Browned Bay Leaves
May. 2nd, 2017 08:56 amToday's the 25th anniversary of my Laureling. That's kind of scary, a tad melancholy, and occasions a few random thoughts and a lot of feelings.
(Some very random, like the fact that so much of my life is dominated by the SCA and Scala. Fate has doomed me to ambiguous tag prompts.)
The most obvious thought is, of course, "Holy crap". I haven't quite been a Laurel for half my life, but it's getting close.
On the melacholy side, I have to say that I think the SCA has continued to steer somewhat off-course, albeit mostly in predictable directions. We've become much more regularized and consistent, at the cost of a lot of the distinctiveness that individual branches used to have. That's cut a bit of the wonder of the club for me: I used to enjoy travelling more, not least because the Society was so very different from place to place. It made things more interesting.
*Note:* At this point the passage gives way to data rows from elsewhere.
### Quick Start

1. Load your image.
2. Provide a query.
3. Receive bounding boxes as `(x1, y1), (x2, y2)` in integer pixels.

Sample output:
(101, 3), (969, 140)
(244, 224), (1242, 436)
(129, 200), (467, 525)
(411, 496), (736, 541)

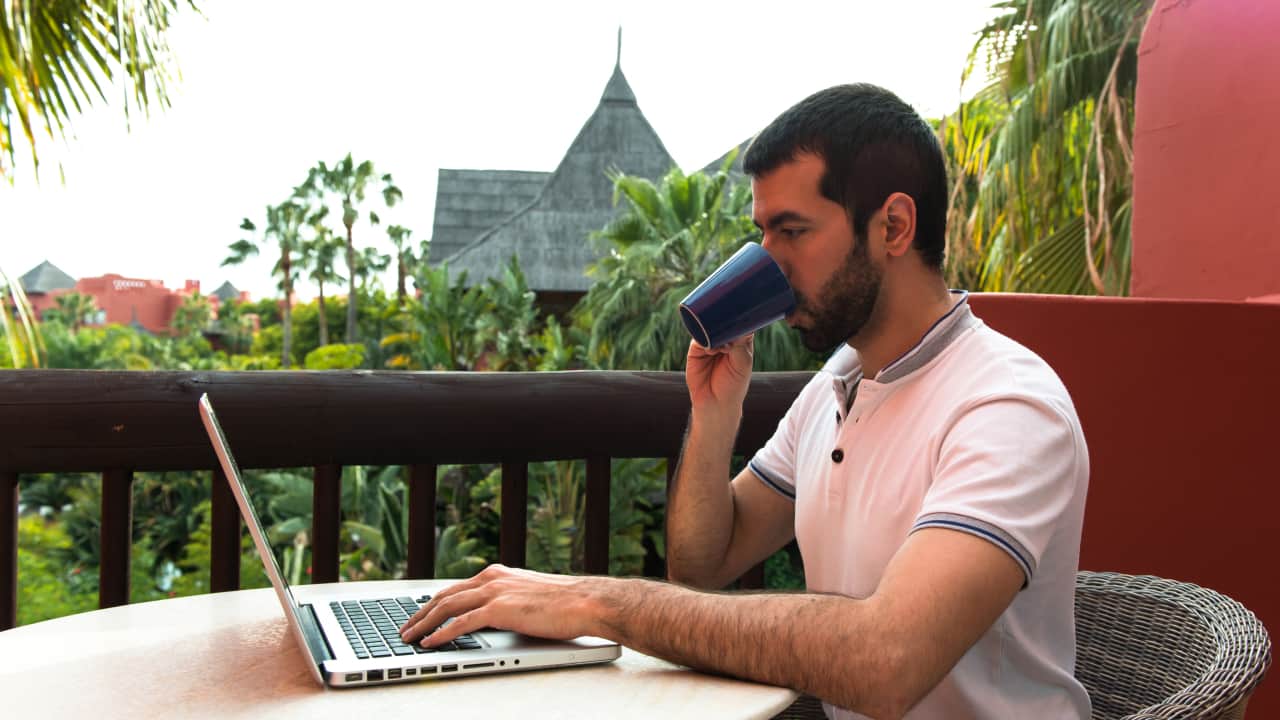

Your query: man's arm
(667, 337), (795, 589)
(667, 428), (795, 589)
(404, 520), (1025, 717)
The award system continues its gradual slide into being an unmanageable and counter-productive mess, with ever-more awards proliferating and the Peerage getting pushed ever-further out of reach. I don't recall the exact statistics, but IIRC it now takes something like twice as long to get a Peerage as it used to. I find that both terribly sad, and deeply stupid.
It's sobering to realize that I probably wouldn't get a Laurel today. And I don't mean "me then wouldn't get a Laurel by today's standards" -- I mean that, the way the Laurelate talks, I'm a little skeptical that I would get voted in as I am now, even with 2.5 decades more experience.
More optimistically, the SCA has improved in some respects -- not least, we've largely found our feet as a "family" organization, which was emphatically not the case around here when I was starting out. I mourn the loss of nearly all of our college students (locally, at least), but at least it's no longer a Herculean challenge to have kids and stay active in the SCA. That gives me hope that the club still has a future.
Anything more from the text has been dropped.